Raporun denetime ve hüküm kurmaya elverişli olduğu anlaşılmıştır.
Bu durumda, davacı tarafça taraflar arasındaki adi ortaklık ilişkisi ispatlanamadığından, mahkemece; ispatlanamayan davanın reddine ilişkin olarak kurulan hükümde isabetsizlik görülmemiştir.
Belirtilen nedenlerle, dosya kapsamı, mevcut delil durumu, ileri sürülen istinaf sebepleri dikkate alındığında, mahkemece; ispatlanamayan davanın reddine karar verilmesinde isabetsizlik bulunmadığı anlaşıldığından davacı vekilinin istinaf talebinin HMK.’nun 353/1/b-1.maddesi gereğince ESASTAN REDDİNE karar vermek gerekmiştir.
İnceleme, 6100 sayılı HMK.’nun 355. md. hükmüne göre istinaf dilekçesinde belirtilen sebeplerle sınırlı olarak ve kamu düzenine aykırı hususların olup olmadığı gözetilerek yapılmıştır.
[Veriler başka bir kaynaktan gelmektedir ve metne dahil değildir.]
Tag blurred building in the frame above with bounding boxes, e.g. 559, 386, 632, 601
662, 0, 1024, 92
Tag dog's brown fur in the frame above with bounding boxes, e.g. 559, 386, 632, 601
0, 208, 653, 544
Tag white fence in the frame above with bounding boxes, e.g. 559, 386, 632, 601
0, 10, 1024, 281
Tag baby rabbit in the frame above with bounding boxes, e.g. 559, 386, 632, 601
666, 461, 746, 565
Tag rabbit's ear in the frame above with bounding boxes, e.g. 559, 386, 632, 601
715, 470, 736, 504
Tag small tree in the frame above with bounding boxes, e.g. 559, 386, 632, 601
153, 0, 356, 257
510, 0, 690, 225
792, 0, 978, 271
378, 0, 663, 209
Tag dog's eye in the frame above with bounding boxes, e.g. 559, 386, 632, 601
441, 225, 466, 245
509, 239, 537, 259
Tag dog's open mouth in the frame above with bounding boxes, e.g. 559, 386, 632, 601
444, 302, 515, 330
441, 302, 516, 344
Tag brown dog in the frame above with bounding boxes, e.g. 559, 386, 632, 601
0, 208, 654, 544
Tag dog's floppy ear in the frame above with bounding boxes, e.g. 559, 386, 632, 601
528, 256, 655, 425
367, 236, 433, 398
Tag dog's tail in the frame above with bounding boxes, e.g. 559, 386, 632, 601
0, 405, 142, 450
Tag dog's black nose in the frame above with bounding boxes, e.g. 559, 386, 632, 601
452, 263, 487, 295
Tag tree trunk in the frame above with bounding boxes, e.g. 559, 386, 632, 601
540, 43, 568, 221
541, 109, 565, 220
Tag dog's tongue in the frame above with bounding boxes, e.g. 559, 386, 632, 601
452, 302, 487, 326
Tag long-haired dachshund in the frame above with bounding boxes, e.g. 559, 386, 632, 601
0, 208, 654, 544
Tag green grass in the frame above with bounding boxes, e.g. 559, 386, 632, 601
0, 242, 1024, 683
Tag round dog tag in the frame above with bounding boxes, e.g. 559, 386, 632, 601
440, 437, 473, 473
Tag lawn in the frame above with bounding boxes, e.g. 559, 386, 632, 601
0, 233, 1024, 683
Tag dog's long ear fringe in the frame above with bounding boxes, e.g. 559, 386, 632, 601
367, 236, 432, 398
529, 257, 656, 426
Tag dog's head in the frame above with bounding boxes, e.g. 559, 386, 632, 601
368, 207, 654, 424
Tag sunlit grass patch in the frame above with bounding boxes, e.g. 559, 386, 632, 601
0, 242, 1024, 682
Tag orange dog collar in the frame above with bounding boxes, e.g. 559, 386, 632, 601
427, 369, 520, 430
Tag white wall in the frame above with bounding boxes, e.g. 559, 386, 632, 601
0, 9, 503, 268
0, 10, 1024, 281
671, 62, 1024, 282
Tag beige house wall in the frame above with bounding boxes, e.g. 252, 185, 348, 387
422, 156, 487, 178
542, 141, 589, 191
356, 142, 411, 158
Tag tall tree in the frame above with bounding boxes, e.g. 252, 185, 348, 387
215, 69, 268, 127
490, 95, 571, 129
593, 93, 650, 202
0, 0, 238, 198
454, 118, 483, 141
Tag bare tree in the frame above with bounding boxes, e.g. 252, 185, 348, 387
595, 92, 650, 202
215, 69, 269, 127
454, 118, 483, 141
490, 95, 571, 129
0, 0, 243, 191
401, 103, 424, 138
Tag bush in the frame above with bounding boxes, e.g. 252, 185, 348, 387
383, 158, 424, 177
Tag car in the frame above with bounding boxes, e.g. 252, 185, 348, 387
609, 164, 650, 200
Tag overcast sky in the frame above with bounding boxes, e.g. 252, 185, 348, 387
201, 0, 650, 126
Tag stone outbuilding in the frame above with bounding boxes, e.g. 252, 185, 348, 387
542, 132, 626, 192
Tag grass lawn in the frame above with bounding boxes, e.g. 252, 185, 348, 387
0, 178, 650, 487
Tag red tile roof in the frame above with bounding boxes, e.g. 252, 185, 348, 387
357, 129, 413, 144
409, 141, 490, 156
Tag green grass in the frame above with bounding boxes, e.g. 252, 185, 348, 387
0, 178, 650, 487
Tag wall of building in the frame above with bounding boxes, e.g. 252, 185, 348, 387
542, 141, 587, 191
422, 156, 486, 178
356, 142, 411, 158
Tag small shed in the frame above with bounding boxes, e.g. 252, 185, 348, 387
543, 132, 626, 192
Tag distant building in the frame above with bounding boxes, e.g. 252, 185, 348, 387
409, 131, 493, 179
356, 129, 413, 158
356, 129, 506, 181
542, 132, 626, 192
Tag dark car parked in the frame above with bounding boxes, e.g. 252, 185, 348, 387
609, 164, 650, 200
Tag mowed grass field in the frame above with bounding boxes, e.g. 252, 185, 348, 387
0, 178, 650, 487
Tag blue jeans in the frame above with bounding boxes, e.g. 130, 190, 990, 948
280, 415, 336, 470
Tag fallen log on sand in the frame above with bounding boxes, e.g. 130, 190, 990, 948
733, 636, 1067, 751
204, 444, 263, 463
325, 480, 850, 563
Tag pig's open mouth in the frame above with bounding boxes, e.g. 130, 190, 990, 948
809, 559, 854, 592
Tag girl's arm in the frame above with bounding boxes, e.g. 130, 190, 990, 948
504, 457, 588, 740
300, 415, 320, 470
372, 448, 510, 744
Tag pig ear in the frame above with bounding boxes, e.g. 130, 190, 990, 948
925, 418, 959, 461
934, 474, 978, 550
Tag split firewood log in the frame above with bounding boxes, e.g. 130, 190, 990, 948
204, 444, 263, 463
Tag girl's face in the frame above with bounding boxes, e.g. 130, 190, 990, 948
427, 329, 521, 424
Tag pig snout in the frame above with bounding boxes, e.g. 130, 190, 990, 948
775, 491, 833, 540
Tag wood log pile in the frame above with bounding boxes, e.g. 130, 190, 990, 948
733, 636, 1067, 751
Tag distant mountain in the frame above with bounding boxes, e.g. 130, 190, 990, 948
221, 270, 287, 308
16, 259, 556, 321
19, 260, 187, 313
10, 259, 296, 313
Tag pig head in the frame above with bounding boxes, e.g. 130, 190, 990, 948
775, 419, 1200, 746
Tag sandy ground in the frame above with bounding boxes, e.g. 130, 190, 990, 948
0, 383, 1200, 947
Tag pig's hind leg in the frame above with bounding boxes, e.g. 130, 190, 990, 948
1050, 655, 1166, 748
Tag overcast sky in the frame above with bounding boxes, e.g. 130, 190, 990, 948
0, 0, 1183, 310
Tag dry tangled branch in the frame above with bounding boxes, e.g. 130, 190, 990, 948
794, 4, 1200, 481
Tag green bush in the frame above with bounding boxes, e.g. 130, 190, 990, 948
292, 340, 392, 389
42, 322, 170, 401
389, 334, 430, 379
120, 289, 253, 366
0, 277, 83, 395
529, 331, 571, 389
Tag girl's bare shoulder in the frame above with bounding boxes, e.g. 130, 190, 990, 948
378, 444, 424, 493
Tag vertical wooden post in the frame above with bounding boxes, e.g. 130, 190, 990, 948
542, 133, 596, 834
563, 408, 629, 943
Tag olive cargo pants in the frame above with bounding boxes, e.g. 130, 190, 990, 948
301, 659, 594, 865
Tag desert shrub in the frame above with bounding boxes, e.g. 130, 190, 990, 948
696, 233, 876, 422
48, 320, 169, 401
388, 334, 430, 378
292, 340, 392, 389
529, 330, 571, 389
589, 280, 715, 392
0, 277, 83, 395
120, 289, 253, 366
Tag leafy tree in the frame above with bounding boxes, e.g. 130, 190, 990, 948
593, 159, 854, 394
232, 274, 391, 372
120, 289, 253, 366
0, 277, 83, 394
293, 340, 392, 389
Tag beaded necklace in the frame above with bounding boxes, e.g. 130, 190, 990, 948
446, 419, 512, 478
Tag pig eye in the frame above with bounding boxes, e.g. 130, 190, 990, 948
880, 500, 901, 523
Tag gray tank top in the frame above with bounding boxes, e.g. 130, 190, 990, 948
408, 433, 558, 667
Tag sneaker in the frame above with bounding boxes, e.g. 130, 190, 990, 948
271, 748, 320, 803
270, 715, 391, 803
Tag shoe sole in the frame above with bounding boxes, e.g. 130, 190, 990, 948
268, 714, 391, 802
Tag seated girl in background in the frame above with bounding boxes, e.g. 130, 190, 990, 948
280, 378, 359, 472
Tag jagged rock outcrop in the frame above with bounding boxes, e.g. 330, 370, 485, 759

HÜKÜM :Yukarıda açıklanan nedenlerle;
1-Davacı vekilinin istinaf talebinin HMK.’nun 353/1/b-1.maddesi gereğince ESASTAN REDDİNE,
2-Eksik alınan 26,30 TL harcın davacıdan tahsili ile Hazineye irat kaydına,
3-İstinaf yargılama giderlerinin başvuran üzerinde bırakılmasına,
Dosya üzerinde yapılan inceleme neticesinde, 6100 sayılı HMK’nın 361/1. maddesi gereğince kararın tebliğinden itibaren iki hafta içinde temyiz yolu açık olmak üzere, 09/03/2022 tarihinde oy birliği ile karar verildi.

….

İş Bu Karar İlamı E-İmza ile İmzalanmıştır.